Charles Gibson (historian)

For other people named Charles Gibson, see Charles Gibson (disambiguation).

Charles Gibson (12 August 1920 - 22 August 1985, Keeseville, N.Y.) was a major American ethnohistorian who wrote foundational works on the Nahua peoples of colonial Mexico and was elected President of the American Historical Association in 1977.[1][2][3] He studied history at Yale University with George Kubler, and he taught for a number of years at University of Iowa before moving to University of Michigan.

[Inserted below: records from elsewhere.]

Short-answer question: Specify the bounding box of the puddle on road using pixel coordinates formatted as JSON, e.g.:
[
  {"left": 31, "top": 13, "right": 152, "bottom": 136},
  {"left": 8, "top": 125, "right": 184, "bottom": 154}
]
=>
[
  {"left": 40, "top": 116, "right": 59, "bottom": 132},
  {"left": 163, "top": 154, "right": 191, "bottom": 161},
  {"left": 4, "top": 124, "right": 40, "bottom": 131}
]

His dissertation on the Nahua polity of Tlaxcala (published in 1952 as Tlaxcala in the Sixteenth Century), a key ally of the Spaniards in the conquest of Mexico, was the first major study of conquest and early colonial era Nahuas from the indigenous perspective. It remains a model for scholars working on Mesoamerican ethnohistory, or more simply put, history of Mexican Indians.[4] He also contributed to the creation of important bibliographic guides to works in Mexican history, such as the Handbook of Latin American Studies and Mesoamerican ethnohistory as well as an index to the journal Hispanic American Historical Review. The culmination of his work on colonial-era Nahuas is The Aztecs Under Spanish Rule: A History of the Indians of the Valley of Mexico, 1519-1810 (1964), which "reordered the research priorities for a generation of colonial historians."[5]

Works

References

  1. Robert A. Potash, "Charles Gibson (August 12, 1920- August 22, 1985, Handbook of Latin American Studies, vol. 48, p. v.
  2. Chevalier, François (May 1986). "Charles Gibson (1920–1985)". The Hispanic American Historical Review 66 (2): 349–351.
  3. James Lockhart,"Charles Gibson and the Ethnohistory of Postconquest Central Mexico" in Nahuas and Spaniards Stanford: Stanford University Press 1993, pages=159-182
  4. Lockhart,"Charles Gibson and the Ethnohistory of Postconquest Central Mexico."
  5. Potash, "Charles Gibson," p. v.